Now there's one more thing to make fans happy: Food52 launched their new wedding (or any-occasion-friendly) online registry this week. Tastemakers have been tapped to pick their favorites and share which products they actually use. You can also shop by occasion and decor style, including a vintage-only section or the matrimonially appropriate "Something Old, Something New". Here is an inside look at the new site just in time for wedding season.
Browse decorating inspiration from Local Milk blogger Beth Kirby and home retail expert Michael Mosca. Personal style guru and contributing editor at Condé Nast Traveler, Amanda Brooks, also shares her sharply edited mix of luxe and lived-in finds of timeless designs and bohemian accents.
Divided into specific parts of the home—Kitchen, Table, Outdoors, Pantry—the Category portal is most similar to shopping on other sites. You can stock up on cups, plates, bowls, trivets, and all the coasters you could ever need.
Food52’s “Style” section is subdivided into six distinct genres so you can browse based on the way you like to decorate: Classic, Minimalist, Rustic, Luxe, Indie, or Retro.
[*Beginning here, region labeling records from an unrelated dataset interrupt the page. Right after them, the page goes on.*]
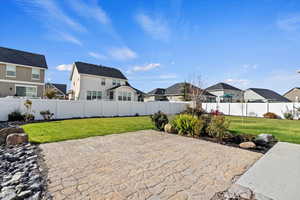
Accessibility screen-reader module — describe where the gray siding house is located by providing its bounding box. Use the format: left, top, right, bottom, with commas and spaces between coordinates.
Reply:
0, 47, 47, 97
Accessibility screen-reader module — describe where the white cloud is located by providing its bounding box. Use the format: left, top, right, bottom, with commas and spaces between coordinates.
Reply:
276, 14, 300, 31
224, 78, 250, 87
159, 74, 177, 79
132, 63, 160, 72
56, 64, 73, 71
19, 0, 87, 32
136, 13, 171, 41
88, 51, 106, 60
68, 0, 110, 24
59, 33, 82, 46
108, 47, 137, 60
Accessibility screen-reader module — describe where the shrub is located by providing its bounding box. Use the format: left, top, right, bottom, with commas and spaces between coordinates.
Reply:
40, 110, 54, 120
263, 112, 278, 119
206, 115, 230, 142
8, 110, 25, 121
181, 106, 206, 117
150, 111, 169, 131
172, 114, 204, 137
283, 112, 294, 120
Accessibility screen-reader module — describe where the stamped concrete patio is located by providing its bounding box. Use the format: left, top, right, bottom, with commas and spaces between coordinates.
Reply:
40, 130, 262, 200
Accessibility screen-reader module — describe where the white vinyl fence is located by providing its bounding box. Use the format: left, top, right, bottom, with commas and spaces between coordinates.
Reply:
0, 98, 188, 121
202, 103, 300, 118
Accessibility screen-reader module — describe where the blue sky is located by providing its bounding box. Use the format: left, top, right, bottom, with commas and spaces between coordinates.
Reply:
0, 0, 300, 93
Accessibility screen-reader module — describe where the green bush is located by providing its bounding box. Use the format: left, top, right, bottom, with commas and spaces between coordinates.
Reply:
283, 112, 294, 120
206, 115, 230, 142
8, 110, 25, 121
150, 111, 169, 131
171, 114, 204, 137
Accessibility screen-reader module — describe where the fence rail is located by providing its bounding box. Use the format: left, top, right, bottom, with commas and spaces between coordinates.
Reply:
202, 103, 300, 118
0, 99, 188, 121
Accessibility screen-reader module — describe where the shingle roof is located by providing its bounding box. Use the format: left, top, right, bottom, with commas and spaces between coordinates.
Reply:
147, 88, 166, 95
248, 88, 290, 102
0, 47, 48, 69
50, 83, 67, 95
205, 83, 241, 91
165, 82, 215, 96
75, 62, 127, 80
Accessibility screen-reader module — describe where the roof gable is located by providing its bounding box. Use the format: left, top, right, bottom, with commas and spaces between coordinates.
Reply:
248, 88, 290, 102
206, 83, 242, 91
73, 62, 127, 80
0, 47, 48, 69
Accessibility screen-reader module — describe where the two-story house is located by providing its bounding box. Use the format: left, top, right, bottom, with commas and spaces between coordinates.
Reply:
0, 47, 47, 97
205, 83, 244, 102
69, 62, 143, 101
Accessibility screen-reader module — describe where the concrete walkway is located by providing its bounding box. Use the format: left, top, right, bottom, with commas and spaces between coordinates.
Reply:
40, 130, 262, 200
237, 142, 300, 200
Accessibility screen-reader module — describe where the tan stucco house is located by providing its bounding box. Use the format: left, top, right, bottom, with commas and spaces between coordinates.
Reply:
0, 47, 47, 97
68, 62, 143, 102
283, 87, 300, 102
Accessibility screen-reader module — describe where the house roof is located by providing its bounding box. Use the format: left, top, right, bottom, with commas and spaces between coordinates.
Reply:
147, 88, 166, 95
75, 61, 127, 80
248, 88, 290, 102
109, 82, 145, 94
0, 47, 48, 69
283, 87, 300, 96
47, 83, 67, 95
205, 83, 242, 91
165, 82, 215, 96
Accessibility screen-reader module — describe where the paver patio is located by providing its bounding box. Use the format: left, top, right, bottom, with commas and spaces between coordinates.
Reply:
40, 130, 262, 200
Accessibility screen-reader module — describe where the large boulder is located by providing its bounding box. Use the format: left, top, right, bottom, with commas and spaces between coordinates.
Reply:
6, 133, 28, 145
164, 124, 176, 133
254, 133, 276, 146
239, 142, 256, 149
0, 127, 24, 145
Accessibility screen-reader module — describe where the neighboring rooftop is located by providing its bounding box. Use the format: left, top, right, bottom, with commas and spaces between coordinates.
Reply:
205, 83, 241, 91
0, 47, 48, 69
248, 88, 290, 102
75, 62, 127, 80
48, 83, 67, 95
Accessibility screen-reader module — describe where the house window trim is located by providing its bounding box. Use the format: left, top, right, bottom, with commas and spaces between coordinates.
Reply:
31, 68, 41, 80
15, 84, 38, 97
5, 65, 17, 78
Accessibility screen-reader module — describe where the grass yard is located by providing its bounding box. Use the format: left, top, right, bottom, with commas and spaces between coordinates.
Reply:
227, 116, 300, 144
22, 116, 154, 143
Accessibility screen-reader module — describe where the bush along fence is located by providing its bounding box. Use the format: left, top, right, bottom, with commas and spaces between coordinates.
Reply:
202, 103, 300, 119
0, 99, 188, 121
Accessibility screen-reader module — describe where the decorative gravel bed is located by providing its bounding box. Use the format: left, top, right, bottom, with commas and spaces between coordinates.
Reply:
0, 123, 51, 200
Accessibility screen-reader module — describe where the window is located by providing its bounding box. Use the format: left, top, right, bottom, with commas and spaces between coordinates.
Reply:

Snap up a live-edge serving board from Rustic, a set of scalloped-edge muffin molds from Classic, a razor-sharp set of Italian knives from Luxe, or a brass-and-wood pour-over system from the Indie line.
Say Rustic is your style, take Amanda Hesser's advice and "shop for the home you want, not the home you have." A collection of rugged, natural designs (like farmhouse-inspired pottery and vintage zinc bins), goods from local and small-batch producers, and eco-friendly home solutions (like this sleek countertop compost bin), this collection has it all in one place.